Water Garden Ponds

    Water Conservation and Your Backyard Pond

    By: Jan Goldfield

    The water crisis in the world has escalated. In the past few decades, water has become scarcer and more necessary than ever before. We always thought it was a never ending resource that would be available whenever and wherever we wanted it. We diverted water from rivers to provide irrigation for fields, we diverted more so growing cities could have drinking water and even more so the people of those cities could wash their cars and water their lawns. We thought nothing of wasting water because there was an endless supply. Now we know there is not.

    Now we find ourselves in a global water crisis. Cities and countries have massive water-availability problems. And increasingly, our water is so polluted we cannot use it until we spend millions of dollars to treat it. Many of us do not even drink our tap water. We buy bottled water at prices higher than gasoline.
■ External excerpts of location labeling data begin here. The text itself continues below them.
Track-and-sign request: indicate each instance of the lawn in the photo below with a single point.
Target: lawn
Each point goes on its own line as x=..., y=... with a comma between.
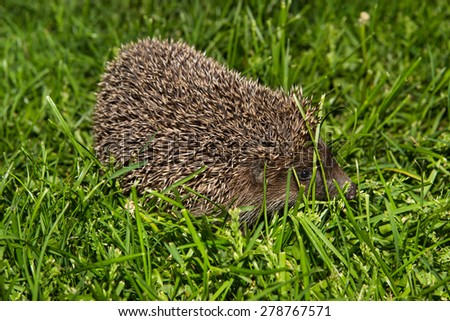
x=67, y=232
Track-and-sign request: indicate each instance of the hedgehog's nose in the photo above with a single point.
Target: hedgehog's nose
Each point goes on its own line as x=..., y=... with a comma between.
x=351, y=191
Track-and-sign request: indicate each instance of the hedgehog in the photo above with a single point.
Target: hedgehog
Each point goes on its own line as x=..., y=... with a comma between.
x=173, y=111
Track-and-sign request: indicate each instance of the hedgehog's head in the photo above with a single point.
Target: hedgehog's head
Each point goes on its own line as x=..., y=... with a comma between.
x=313, y=169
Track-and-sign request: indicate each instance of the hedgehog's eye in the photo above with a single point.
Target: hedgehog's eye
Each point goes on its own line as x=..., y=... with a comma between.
x=304, y=174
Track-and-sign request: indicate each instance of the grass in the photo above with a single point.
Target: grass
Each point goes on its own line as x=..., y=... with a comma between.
x=68, y=233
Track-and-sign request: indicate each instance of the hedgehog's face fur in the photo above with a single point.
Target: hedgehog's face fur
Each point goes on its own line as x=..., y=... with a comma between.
x=273, y=176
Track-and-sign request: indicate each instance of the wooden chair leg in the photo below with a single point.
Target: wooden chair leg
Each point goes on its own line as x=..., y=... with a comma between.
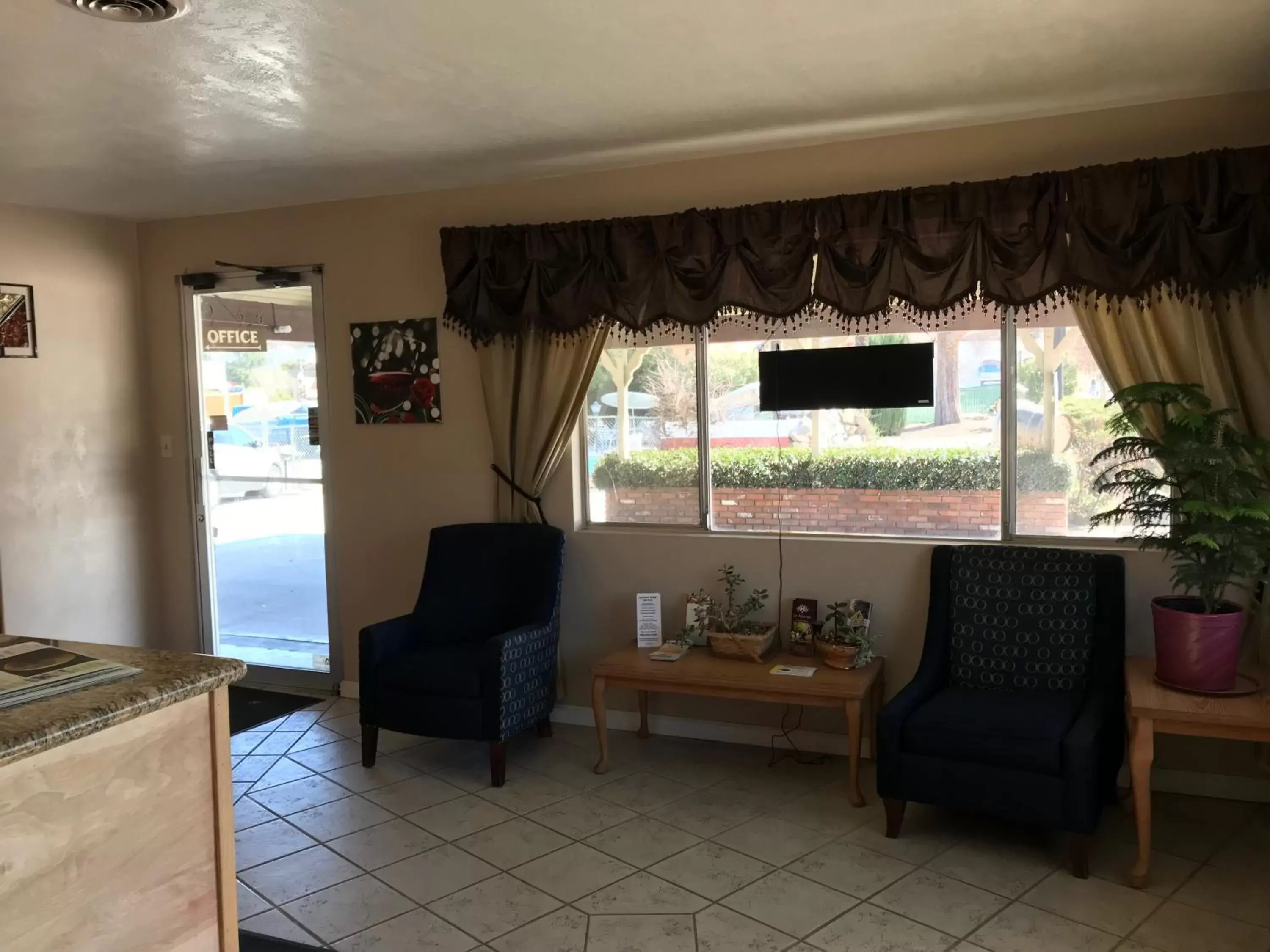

    In the United States, many communities have enacted regulations governing residents’ use of water. Some people can water their lawns once a week or wash their cars only on alternate Saturdays. In other countries water is restricted completely, so no water can be used outside the house. People are learning to recycle their gray water, the water that is used in for showering or doing dishes, so they can use it on their gardens. Recycling gray water is a great idea, but illegal in some parts of America.

    Most of us, when faced with a global crisis, say, “There’s nothing one person can do, so I will just ignore it.” But there is something you can do. You can still have a magnificent landscape without overusing water. If you think that having a pond is a water-consuming hobby, you are wrong. It takes very little water to top off a pond. It takes hundreds of gallons of water to keep a lawn green.